Go to data engineering podcast.com/linode today. That's l I n o d e, and get a $100 credit to try out a Kubernetes cluster of your own. And don't forget to thank them for their continued support of this show. Your host is Tobias Macy. And today, I'm interviewing Brian Leonard about Gruberoo, an open source framework for managing your reverse ETL pipelines. So, Brian, can you start by introducing yourself?
[00:02:07] Unknown:
Hi. Great to be here. Thanks for having me, Tobias. Brian Leonard, previously to doing data engineering reverse ETL open source work. I was the technical cofounder at TaskRabbit, service to get things done in your house. Very different, though we did, of course, have data engineering needs that that gave us the inspiration for this project.
[00:02:28] Unknown:
And so as you mentioned, working in data isn't your sort of long term endeavors. I'm wondering if you can talk to how you got involved in the space.
[00:02:37] Unknown:
Yeah. I was the CTO and the head of the product and, you know, data team and the engineering team at TaskRabbit. And, you know, we had lots of people using the service and wanted to learn about them and create data products and analytics and all of that stuff. And so, you know, we work on all of that infrastructure in the end using Snowflake and Looker and a variety of machine learning tools, in particular, to create a recommendation system on who is the best person for the job at hand. And somewhat inevitably, you know, after you get all of that going and you you learn something really interesting, maybe the cohorts of who's likely to churn from the system or something like that, the marketing team asks to get that into Marketo or whatever email system we're using. And so spent a good deal of time syncing our data to marketing, NPS tools, some of those kinds of things, things to send push messages, Zendesk support systems, and things like that. And generally found that engineers didn't really like working on that very much and they didn't really know what success looked like in particular. And marketing didn't really know about the engineering and so we got inspired to find a way to make this so much easier and bring that organizations, together so they can, you know, be more effective.
[00:04:04] Unknown:
And so that brings us to what you're doing at Grupo. I'm wondering if you can talk more about what it is that you're building there and some of the motivation behind deciding that this was the problem space that you wanted to spend your time and energy on. It's just more of what I was saying. Crazy things would happen. Like,
[00:04:21] Unknown:
on a Monday, I'd approve a $1, 000, 000 for our marketing team to move some important metric for us, maybe retention. How can we get people to do more stuff on our platform? And then on Thursday, they'd come and say, yeah. We're super excited. Let's do this. I'm like, yeah. Let's do this. And then I'd be like, okay. Great. Now I need sync all of this stuff from the product database. The last time somebody did a cleaning or whatever into the marketing system And I'd be like, I don't know. Like, I got my own stuff to do. Sorry. And then I show it the engineer and then they didn't quite prioritize it. And then the system was kind of janky when we did do it. And at the end of the quarter, I'd be like, hey, what happened? We didn't hit the goal. I gave you a $1, 000, 000. And they'd be like, what do you mean? Like, I didn't have any day to do anything really. All I did was send the newsletter out and run more ads. How could I target those ads better and how can I personalize those emails?
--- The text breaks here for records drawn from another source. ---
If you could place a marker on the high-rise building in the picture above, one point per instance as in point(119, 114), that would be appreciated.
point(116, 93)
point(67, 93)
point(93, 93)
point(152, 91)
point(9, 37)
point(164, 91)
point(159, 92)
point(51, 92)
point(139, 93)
And this just happened several times, took me a while to learn. And then as I was thinking about where I could make the most impact to organizations when I was thinking about a new company, this idea just kept coming up and it it came up with my cofounders who solved simple things. It came up with hundreds of other companies that we we talked to when we did market research. Yeah. We decided to do go after it. Interesting thing was we talked to all these marketing people, and they said things like, this is a huge problem. And I'm like, I see you and I see your problems. They're like they felt really gratified and those were very empathetic conversations.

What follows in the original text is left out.